The city was located in the extreme southeast of the Mesoamerican cultural region, on the frontier with the Isthmo-Colombian cultural region, and was almost surrounded by non-Maya peoples. Today, there is a city that has a population of about 3,000 people, a small airport and a winding road, which is the closest settlement to this majestic site.
Occupied for more than two thousand years, the city developed a distinctive sculptural style within the tradition of the lowland Maya, perhaps to emphasize the Maya ethnicity of the city’s rulers.
Discovered in 1570 by Diego García de Palacio, the site also functioned as the political, civil and religious centre of the Copán Valley. The Mayan city of Copán as it exists today is composed of a main complex of ruins with several secondary complexes encircling it.
The main complex consists of the Acropolis and important plazas. Among the five plazas are the Ceremonial Plaza, with an impressive stadium opening onto a mound with numerous richly sculptured monoliths and altars; the Hieroglyphic Stairway Plaza, with a monumental stairway at its eastern end that is one of the outstanding structures of Mayan culture.
On the risers of this 100 m wide stairway are more than 1,800 individual glyph which constitute the longest known Mayan inscription. The Eastern Plaza rises a considerable height above the valley floor. On its western side is a stairway sculptured with figures of jaguars originally inlaid with black obsidian. From what is known today, the sculpture of Copán appears to have attained a high degree of perfection.
The Acropolis, a magnificent architectural complex, appears today as a large mass of rubble which came about through successive additions of pyramids, terraces and temples. The world’s largest archaeological cut runs through the Acropolis. In the walls of the cut, it is possible to distinguish floor levels of previous plazas and covered water outlets.
The construction of the Great Plaza and the Acropolis reflects a prodigious amount of effort because of the size of its leveled and originally paved expanse of three hectares and the latter because of the enormous volume of its elevated mass, which rises some 30 meters from the ground.
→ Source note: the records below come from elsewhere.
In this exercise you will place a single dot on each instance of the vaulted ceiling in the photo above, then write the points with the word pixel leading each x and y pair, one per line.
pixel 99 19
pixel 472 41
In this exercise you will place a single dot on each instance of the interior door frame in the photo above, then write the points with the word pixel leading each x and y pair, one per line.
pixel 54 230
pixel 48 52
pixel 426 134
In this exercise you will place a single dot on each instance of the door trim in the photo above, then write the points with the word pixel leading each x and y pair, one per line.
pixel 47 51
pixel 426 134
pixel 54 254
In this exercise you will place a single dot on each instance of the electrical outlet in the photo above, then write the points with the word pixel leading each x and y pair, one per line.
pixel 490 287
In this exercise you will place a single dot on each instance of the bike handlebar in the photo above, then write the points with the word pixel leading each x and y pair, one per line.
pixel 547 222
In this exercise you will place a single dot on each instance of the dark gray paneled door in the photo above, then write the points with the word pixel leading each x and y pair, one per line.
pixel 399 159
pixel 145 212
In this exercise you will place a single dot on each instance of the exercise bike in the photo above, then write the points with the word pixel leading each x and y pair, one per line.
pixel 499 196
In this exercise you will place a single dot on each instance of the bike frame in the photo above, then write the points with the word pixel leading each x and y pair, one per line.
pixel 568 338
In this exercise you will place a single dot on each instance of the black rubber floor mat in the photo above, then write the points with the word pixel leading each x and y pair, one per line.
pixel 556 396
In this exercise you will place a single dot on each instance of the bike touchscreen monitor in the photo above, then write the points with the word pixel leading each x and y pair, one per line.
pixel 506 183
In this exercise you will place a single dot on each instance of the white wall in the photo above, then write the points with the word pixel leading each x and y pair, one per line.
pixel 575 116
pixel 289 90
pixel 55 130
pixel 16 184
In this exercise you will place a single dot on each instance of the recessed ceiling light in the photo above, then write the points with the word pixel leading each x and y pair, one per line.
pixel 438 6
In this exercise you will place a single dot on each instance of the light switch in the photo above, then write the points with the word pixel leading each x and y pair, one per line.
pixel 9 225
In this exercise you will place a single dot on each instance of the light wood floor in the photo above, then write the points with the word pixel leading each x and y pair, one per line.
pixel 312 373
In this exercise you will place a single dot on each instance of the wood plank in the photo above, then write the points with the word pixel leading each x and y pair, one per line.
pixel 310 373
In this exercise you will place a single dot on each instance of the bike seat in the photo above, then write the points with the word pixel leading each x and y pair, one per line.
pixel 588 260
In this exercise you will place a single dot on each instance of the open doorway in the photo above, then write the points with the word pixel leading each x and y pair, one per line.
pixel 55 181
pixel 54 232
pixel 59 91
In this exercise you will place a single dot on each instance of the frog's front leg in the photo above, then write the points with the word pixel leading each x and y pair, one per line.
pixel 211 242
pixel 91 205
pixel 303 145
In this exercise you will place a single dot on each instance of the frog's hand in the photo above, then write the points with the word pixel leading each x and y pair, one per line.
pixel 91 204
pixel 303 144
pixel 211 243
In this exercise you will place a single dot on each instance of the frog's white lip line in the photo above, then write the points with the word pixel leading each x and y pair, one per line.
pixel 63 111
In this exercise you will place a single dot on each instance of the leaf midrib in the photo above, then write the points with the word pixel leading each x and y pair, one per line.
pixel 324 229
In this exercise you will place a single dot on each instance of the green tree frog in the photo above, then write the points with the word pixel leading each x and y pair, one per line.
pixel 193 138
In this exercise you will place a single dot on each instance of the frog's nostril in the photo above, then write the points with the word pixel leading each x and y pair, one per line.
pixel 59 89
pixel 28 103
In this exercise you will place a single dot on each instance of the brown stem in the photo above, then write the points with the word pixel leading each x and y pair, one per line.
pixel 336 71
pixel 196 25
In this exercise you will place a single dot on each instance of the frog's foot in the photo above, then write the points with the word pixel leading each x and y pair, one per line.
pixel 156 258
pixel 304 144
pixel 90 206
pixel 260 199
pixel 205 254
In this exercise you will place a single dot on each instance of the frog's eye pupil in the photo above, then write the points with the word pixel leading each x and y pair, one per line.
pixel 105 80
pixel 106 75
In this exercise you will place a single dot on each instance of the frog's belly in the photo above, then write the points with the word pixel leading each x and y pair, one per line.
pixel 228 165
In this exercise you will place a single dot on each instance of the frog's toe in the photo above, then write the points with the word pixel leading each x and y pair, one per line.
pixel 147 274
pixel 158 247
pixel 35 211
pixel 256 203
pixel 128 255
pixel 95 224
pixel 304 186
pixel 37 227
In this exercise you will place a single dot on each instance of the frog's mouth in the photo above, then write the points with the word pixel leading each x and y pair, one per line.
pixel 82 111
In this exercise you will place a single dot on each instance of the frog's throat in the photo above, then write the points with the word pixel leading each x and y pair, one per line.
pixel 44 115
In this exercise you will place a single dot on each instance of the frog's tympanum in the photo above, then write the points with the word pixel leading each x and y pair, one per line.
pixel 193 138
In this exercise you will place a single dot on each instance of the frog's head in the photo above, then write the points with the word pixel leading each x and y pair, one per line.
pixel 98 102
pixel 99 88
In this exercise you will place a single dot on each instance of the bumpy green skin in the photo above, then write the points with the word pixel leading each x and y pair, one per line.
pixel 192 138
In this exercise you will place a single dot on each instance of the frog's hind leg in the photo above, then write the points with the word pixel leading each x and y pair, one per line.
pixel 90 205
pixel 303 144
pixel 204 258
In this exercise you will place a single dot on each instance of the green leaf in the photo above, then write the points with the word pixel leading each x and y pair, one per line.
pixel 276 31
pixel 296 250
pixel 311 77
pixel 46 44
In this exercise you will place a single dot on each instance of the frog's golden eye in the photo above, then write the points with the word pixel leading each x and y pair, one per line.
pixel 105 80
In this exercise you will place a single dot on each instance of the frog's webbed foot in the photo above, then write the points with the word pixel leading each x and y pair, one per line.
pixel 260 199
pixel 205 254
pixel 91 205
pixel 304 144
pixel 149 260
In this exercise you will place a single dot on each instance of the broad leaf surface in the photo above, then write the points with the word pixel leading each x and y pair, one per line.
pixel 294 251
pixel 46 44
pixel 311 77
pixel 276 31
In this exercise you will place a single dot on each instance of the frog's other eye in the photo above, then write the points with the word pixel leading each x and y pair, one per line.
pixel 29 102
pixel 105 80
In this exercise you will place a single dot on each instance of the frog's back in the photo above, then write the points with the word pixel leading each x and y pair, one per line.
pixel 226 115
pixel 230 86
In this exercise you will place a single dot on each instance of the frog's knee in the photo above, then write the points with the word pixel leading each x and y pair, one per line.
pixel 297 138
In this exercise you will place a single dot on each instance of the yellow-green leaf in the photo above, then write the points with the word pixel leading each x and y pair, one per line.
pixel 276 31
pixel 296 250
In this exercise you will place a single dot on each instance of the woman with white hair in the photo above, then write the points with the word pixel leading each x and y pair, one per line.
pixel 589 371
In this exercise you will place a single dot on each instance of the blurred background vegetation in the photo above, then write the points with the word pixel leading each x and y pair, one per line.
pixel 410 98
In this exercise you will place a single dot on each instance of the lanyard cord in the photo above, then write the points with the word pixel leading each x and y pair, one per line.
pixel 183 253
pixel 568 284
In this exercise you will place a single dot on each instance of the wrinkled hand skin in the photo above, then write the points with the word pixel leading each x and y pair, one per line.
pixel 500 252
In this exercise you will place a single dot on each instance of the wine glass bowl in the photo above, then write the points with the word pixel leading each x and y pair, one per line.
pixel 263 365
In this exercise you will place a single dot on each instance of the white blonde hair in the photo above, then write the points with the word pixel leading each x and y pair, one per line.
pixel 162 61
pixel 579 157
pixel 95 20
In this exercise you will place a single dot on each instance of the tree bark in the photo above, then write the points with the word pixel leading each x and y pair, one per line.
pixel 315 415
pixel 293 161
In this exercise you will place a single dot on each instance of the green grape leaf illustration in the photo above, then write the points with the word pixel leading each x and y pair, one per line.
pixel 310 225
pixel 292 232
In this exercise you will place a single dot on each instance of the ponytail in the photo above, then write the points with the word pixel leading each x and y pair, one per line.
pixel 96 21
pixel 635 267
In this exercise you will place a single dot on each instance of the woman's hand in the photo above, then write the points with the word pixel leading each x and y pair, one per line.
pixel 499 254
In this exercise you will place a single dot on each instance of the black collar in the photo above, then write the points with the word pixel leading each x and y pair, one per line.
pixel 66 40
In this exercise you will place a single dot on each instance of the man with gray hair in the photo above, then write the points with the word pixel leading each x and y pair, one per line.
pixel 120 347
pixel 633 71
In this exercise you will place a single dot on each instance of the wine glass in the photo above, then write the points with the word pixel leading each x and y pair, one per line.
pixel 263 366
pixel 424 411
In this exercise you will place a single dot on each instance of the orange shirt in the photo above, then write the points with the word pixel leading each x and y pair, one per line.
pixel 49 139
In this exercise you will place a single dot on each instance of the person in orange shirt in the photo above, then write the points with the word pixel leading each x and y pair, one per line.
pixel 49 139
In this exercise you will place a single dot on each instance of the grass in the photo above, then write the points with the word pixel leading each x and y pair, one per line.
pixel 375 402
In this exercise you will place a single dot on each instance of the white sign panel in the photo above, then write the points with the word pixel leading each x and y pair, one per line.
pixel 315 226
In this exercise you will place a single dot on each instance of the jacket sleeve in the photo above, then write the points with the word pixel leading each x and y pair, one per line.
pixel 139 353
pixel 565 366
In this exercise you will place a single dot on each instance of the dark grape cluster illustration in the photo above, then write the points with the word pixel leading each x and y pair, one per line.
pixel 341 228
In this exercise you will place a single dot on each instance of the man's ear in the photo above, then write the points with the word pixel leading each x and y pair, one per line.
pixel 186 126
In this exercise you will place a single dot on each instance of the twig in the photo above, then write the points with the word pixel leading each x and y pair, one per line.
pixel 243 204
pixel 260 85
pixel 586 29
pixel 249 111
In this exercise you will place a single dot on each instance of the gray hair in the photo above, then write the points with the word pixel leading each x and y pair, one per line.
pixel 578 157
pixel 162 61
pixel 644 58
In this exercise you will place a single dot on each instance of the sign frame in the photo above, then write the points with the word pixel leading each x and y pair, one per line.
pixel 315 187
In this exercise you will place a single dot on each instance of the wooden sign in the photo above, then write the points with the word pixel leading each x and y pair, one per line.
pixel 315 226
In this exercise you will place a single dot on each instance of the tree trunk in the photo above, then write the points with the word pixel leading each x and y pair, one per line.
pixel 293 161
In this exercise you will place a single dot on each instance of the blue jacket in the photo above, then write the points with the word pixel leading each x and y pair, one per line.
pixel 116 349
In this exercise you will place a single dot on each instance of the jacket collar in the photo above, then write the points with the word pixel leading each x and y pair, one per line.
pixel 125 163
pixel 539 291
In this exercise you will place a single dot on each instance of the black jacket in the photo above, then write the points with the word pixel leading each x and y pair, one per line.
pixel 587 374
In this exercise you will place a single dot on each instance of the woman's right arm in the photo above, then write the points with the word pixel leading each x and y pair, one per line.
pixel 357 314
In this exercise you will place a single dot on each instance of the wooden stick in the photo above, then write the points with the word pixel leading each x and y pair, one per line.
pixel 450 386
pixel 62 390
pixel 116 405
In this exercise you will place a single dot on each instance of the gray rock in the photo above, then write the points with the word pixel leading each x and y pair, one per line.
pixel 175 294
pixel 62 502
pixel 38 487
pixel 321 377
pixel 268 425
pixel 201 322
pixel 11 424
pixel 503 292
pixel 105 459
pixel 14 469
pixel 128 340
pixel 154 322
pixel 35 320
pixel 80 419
The design of the, with its temples, plazas, terraces and other features, represent a type of architectural and sculptural complex among the most characteristic of the Classic Maya Civilization. The Maya site of Copán represents one of the most spectacular achievements of the Classic Maya Period because of the number, elaboration and magnitude of its architectural and sculptural monuments.
The stelae and altars at the Plaza form one of the most beautiful sculpture ensembles in the region. In both the design and execution of monuments, the Maya bequeathed a unique example of their creative genius and advanced civilization at Copán .
Designated as a UNESCO World Heritage Site in 1980, at one of the first meetings of the UN Organization, certainly provides the proof of the importance this Mayan site bears.